Nella preghiera della Colletta abbiamo chiesto a Dio, nostro Padre, di poter iniziare con il suo aiuto, “un cammino di vera conversione”. La richiesta di una vera, autentica, conversione fa pensare che ci può essere anche una conversione non autentica, soltanto esibita. Ci chiediamo quando la nostra conversione può dirsi autentica?
La conversione è la prima richiesta avanzata da Gesù all’inizio del suo ministero: dopo aver proclamato che il “tempo è compiuto e il regno di Dio è vicino”, conclude con “convertitevi e credete al vangelo” (Mc 1,15). Gesù ci dice che la nostra conversione è autentica, quando ci conduce a dar credito alla buona notizia (il vangelo) della liberazione della nostra vita dal male, a dar credito a Lui che non è solo il proclamatore di questa buona notizi , ma la stessa buona notizia.

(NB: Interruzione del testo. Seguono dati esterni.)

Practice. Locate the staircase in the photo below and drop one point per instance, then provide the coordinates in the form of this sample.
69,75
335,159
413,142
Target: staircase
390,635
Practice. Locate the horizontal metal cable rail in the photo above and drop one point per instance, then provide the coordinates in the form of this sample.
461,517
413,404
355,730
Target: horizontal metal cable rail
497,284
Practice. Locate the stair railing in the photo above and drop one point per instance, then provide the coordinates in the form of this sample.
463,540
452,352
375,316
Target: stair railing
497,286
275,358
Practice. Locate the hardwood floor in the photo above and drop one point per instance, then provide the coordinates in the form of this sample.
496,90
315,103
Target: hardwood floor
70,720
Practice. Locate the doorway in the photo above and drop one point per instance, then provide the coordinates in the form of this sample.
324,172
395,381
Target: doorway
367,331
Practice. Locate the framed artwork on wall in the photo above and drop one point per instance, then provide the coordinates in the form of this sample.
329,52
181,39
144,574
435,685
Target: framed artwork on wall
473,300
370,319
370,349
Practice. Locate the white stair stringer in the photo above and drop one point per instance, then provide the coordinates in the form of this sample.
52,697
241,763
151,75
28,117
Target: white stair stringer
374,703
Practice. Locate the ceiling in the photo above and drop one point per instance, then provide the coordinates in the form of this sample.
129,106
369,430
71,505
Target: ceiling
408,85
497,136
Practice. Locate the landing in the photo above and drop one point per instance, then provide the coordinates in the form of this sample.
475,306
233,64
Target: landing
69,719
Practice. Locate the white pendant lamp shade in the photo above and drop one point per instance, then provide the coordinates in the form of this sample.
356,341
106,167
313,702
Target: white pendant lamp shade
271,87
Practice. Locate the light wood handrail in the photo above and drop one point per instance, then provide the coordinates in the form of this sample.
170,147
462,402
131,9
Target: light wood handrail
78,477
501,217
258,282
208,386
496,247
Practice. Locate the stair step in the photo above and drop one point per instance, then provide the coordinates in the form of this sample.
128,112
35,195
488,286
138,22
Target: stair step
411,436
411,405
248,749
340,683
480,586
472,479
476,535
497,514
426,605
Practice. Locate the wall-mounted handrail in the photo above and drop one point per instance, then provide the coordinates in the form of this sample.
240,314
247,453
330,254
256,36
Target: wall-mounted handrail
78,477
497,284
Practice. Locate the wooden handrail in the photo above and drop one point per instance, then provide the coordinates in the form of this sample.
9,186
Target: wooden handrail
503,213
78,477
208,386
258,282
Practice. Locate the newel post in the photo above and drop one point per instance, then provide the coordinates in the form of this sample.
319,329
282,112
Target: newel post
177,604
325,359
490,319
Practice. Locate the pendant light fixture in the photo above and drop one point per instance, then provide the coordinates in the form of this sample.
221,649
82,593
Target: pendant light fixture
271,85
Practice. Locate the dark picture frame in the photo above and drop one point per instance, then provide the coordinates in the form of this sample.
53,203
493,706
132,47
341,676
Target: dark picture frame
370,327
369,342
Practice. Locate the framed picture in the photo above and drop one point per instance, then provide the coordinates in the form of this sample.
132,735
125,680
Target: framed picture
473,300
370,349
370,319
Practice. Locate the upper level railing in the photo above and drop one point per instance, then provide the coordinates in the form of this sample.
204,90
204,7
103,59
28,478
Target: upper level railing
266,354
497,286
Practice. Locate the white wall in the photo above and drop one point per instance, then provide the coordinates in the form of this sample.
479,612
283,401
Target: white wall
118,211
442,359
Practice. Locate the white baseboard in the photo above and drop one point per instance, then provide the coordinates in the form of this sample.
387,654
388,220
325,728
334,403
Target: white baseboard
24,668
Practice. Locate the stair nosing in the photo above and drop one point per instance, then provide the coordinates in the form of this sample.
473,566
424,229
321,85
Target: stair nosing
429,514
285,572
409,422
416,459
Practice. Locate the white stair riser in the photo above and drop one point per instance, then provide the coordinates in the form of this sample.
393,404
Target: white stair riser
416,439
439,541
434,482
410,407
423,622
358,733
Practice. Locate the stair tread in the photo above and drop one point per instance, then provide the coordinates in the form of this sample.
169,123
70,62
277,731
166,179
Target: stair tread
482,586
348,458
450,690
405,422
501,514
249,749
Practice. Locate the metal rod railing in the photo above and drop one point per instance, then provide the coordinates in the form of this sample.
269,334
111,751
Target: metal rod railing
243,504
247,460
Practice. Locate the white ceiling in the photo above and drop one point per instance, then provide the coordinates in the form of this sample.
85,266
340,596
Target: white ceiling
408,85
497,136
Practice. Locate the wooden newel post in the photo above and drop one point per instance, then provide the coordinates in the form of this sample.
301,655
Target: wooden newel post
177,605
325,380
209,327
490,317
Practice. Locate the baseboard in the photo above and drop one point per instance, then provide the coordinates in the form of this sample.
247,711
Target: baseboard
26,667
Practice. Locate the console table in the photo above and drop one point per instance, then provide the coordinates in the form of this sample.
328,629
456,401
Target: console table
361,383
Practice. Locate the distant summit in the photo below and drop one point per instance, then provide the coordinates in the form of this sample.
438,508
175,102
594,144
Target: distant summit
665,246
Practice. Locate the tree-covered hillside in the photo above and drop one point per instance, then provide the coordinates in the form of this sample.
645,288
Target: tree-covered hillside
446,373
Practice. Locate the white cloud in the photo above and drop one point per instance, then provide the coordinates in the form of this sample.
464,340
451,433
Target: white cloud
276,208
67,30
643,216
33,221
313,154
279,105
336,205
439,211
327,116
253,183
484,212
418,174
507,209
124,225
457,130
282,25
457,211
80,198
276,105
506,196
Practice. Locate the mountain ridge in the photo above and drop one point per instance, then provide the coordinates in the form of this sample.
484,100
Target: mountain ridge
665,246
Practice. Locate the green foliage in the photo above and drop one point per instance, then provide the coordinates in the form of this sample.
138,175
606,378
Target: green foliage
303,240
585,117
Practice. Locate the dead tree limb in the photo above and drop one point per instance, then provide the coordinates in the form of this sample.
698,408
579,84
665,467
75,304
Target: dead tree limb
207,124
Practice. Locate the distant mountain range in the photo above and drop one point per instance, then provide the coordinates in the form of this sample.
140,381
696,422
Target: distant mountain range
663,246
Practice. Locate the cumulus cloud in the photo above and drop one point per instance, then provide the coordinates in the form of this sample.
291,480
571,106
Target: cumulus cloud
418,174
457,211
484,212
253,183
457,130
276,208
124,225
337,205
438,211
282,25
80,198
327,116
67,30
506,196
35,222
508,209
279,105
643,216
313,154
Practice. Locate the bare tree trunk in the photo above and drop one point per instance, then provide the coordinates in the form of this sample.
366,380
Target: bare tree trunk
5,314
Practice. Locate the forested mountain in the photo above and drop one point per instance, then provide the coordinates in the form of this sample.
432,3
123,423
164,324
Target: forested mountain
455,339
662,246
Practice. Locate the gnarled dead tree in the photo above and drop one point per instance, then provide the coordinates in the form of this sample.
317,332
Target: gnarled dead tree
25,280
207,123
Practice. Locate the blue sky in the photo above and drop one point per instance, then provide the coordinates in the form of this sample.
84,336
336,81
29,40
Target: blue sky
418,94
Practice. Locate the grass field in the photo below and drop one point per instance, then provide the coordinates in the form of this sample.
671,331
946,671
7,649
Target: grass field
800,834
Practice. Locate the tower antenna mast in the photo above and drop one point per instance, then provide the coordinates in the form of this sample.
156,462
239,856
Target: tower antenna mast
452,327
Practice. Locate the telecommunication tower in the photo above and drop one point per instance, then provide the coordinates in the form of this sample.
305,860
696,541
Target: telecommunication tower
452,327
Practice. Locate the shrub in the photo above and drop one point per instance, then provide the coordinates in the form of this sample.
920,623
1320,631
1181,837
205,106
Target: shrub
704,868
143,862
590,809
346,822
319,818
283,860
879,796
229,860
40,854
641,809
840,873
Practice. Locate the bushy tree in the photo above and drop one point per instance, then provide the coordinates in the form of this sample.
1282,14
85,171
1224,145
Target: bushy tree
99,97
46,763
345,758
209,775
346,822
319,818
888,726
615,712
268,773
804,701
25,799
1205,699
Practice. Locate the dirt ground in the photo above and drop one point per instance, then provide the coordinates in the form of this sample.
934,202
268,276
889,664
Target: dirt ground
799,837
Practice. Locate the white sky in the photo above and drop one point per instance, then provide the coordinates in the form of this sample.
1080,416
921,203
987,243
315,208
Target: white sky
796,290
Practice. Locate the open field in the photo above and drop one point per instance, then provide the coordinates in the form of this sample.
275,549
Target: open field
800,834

Il profeta Gioele, nella prima lettura (Gl 2,12-18) si muove nella stessa direzione di Gesù, quando, per conto di Dio, invita il popolo d’Israele a ritornare a Dio “con tutto il cuore”. Al primo invito ne segue un secondo, dal tono polemico: “laceratevi il curo, non le vesti. Ritornate al Signore vostro Dio”.
La nostra conversione è vera, autentica, quando coinvolge, tocca il nostro cuore, cioè il luogo sorgivo delle nostre passioni, desideri, decisioni e azioni. E’ dal cuore che dipende la qualità, buona o malvagia, delle nostre parole, dei nostri atteggiamenti e delle nostre azioni. Lo ha ricordato Gesù in una polemica con i farisei e alcuni scribi riguardo a ciò che poteva rendere impuro (compromettere la buona qualità) il cuore delle persone: «Non c’ è nulla fuori dell’uomo che, entrando in lui, possa renderlo impuro… ciò che esce dall’uomo è quello che rende impuro l’uomo. Dal di dentro infatti, cioè dal cuore degli uomini escono i propositi di male…» (cfr Mc 7,14-23).
Anche nel vangelo di questa Eucaristia (Mt 6,1-6.16-18) Gesù, pur non nominando mai il nostro cuore, ci riconduce lì quando ci invita a vigilare sulle ragioni che ispirano la nostra preghiera, il nostro digiuno, la nostra elemosina. Vigilare perché la pratica della preghiera, dell’elemosina e del digiuno non cedano alla tentazione del riconoscimento pubblico, della promozione della nostra immagine, ma ricevano l’apprezzamento del Padre, l’unico in grado di “vedere” (comprendere) nel segreto del nostro cuore.
Il profeta Gioele e l’apostolo Paolo come ragione persuasiva per la cura del cuore la buona disposizione di Dio nei nostri confronti.
Il Profeta ci rassicura che il nostro Dio “è misericordioso e pietoso, lento all’ira, di grande nell’amore, prono a ravvedersi riguardo al male”. L’Apostolo va oltre, perché rivela il desiderio di Dio di riconciliarsi con ciascuno di noi, quando scrive che “Colui che non aveva conosciuto peccato (si tratta di Gesù, il Figlio di Dio), Dio lo fece peccato in nostro favore, perché noi potessimo diventare giustizia di Dio” (seconda Lettura, 2Cor 5,20-6,2).
Papa Francesco, nel suo messaggio per la Quaresima (“Ascesi quaresimale e percorso sinodale”) ci segnala come cammino per la cura del cuore, “ascoltare Gesù”.